Por enquanto, este barco está dotado de uma bateria que permite autonomia até uma hora e um limite de velocidade de 3 nós náuticos, ou 5,556 km/hora.

“ Estamos sempre limitados por aquilo que é a capacidade da bateria que a competição permite, ou seja, o Cristal é capaz de albergar uma bateria com maior capacidade e portanto, ter uma maior autonomia, mas estamos sempre limitados por aquilo que a competição permite, este caso até uma hora.

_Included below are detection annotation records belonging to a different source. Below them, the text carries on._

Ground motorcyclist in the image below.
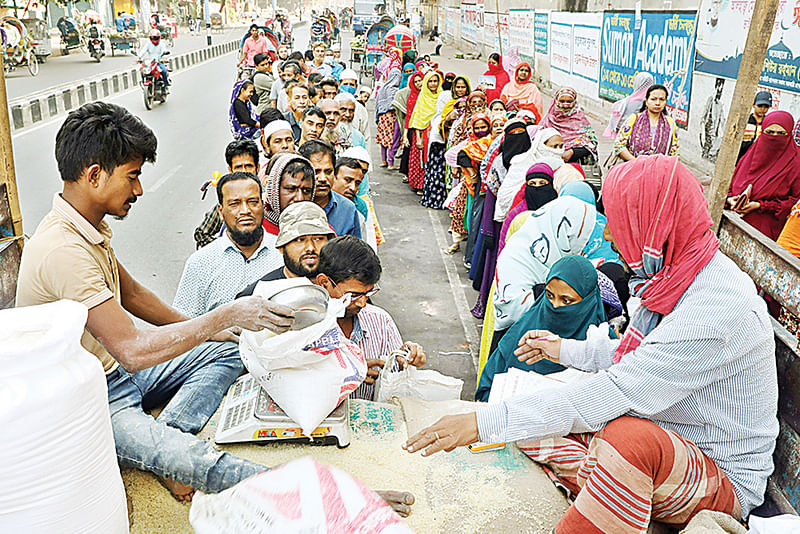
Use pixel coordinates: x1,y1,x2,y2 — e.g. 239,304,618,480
239,24,269,67
139,28,170,88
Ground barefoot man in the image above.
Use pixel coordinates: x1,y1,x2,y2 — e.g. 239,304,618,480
16,102,413,514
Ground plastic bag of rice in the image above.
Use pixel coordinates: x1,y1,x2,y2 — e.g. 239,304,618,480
189,456,412,534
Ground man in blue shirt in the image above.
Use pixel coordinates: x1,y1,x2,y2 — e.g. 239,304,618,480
300,139,361,239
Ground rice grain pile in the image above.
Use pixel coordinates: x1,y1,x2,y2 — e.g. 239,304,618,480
123,401,567,534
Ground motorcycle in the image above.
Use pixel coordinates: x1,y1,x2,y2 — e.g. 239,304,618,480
139,51,169,110
86,26,106,63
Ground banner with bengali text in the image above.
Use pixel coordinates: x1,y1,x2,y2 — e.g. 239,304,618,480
600,11,692,127
549,12,603,100
510,9,536,59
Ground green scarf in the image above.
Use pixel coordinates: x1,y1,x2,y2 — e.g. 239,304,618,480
475,255,606,401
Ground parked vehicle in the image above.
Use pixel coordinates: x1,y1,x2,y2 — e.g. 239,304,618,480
139,51,169,110
0,16,39,76
56,17,81,56
21,18,53,63
86,24,106,63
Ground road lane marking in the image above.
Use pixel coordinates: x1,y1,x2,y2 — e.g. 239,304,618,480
11,50,235,139
145,165,183,193
426,210,481,373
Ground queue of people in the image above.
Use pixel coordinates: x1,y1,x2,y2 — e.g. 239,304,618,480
10,30,800,534
376,44,788,534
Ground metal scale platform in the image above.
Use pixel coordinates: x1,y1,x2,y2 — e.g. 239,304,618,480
214,374,350,449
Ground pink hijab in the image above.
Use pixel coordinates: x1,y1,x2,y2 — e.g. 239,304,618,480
603,156,720,363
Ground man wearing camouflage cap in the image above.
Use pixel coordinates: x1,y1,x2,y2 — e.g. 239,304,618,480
236,202,336,298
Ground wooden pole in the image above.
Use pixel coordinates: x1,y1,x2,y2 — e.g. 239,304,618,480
0,55,22,236
494,0,503,56
709,0,780,232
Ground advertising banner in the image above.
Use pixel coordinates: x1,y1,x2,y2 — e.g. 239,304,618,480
461,4,478,44
536,11,550,55
549,12,603,100
504,9,536,59
600,11,692,127
695,0,800,93
483,12,509,53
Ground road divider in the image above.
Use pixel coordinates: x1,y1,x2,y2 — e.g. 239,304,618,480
8,40,240,131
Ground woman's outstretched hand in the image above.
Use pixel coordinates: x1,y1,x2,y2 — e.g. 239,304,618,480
514,330,561,365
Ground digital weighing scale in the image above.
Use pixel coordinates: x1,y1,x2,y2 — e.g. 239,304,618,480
214,374,350,449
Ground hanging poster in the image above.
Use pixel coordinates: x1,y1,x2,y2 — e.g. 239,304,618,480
461,4,478,44
549,12,603,100
533,11,549,55
510,9,536,59
447,7,461,38
695,0,800,93
600,11,695,127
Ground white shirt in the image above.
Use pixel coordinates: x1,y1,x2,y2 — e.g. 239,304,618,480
172,231,283,317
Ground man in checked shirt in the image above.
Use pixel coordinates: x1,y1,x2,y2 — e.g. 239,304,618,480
316,235,426,400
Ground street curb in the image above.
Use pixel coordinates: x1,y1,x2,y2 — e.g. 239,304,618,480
8,40,239,131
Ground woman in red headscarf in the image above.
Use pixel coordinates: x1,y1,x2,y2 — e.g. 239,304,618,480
479,52,511,102
500,61,544,124
400,71,424,184
728,111,800,239
403,155,780,534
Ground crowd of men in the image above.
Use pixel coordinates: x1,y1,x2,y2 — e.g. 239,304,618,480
17,28,426,514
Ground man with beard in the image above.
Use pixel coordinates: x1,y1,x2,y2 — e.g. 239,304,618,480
269,60,303,113
319,98,342,152
259,114,294,158
317,76,339,99
297,106,325,145
16,102,294,501
285,81,308,142
194,139,258,249
172,172,283,317
300,140,361,239
335,93,367,150
236,202,336,298
261,152,316,234
315,236,426,400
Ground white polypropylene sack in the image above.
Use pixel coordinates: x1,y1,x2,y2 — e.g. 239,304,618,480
239,284,367,436
0,300,128,534
189,456,411,534
747,514,800,534
375,355,464,402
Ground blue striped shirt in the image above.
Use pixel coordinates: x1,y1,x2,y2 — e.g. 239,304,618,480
477,252,778,517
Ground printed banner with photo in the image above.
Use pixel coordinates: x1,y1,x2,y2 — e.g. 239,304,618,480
549,12,603,100
600,11,695,127
461,4,478,44
533,11,550,55
695,0,800,93
483,11,509,53
510,9,536,59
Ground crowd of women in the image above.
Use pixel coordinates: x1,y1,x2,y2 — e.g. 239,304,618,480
376,48,800,346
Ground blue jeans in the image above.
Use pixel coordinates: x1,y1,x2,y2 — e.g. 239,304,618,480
158,61,169,87
106,341,267,493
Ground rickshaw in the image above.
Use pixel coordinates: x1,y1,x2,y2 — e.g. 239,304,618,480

O objetivo deste protótipo não é chegar a grandes velocidades e temos um limite de velocidade de 3 nós, porque não é algo valorizado nestas provas. O que se pretende é ter um teste em pequena escala daquilo que pode ser o uso de inteligência artificial para a condução autónoma de embarcações” explica.

 

O objetivo é cativar outros estudantes de engenharias para este tipo de projetos, após a concretização com sucesso desta prova de conceito.

 

“Desde a fundação da equipa, que o plano tem sido, trazer a engenharia naval para a FEUP e agora até estender um bocadinho mais, com os diferentes progressos que temos tido, para os estudantes da Academia do Porto e dar-lhes apoio, o mais abrangente possível para desenvolverem novas tecnologias nesta área e de cultivar esta sua paixão. 

 

Fundada em novembro de 2023, por nove estudantes de Engenharia Mecânica, a FAST conta atualmente com cerca de 50 membros de várias tipologias de engenharias e Gonçalo Marques sublinha que “ se um grupo de estudantes consegue fazer um barco autónomo, a industria também consegue e este projeto pretende motivar e demonstrar que a mudança do setor do transporte marítimo para soluções mais sustentáveis é viável".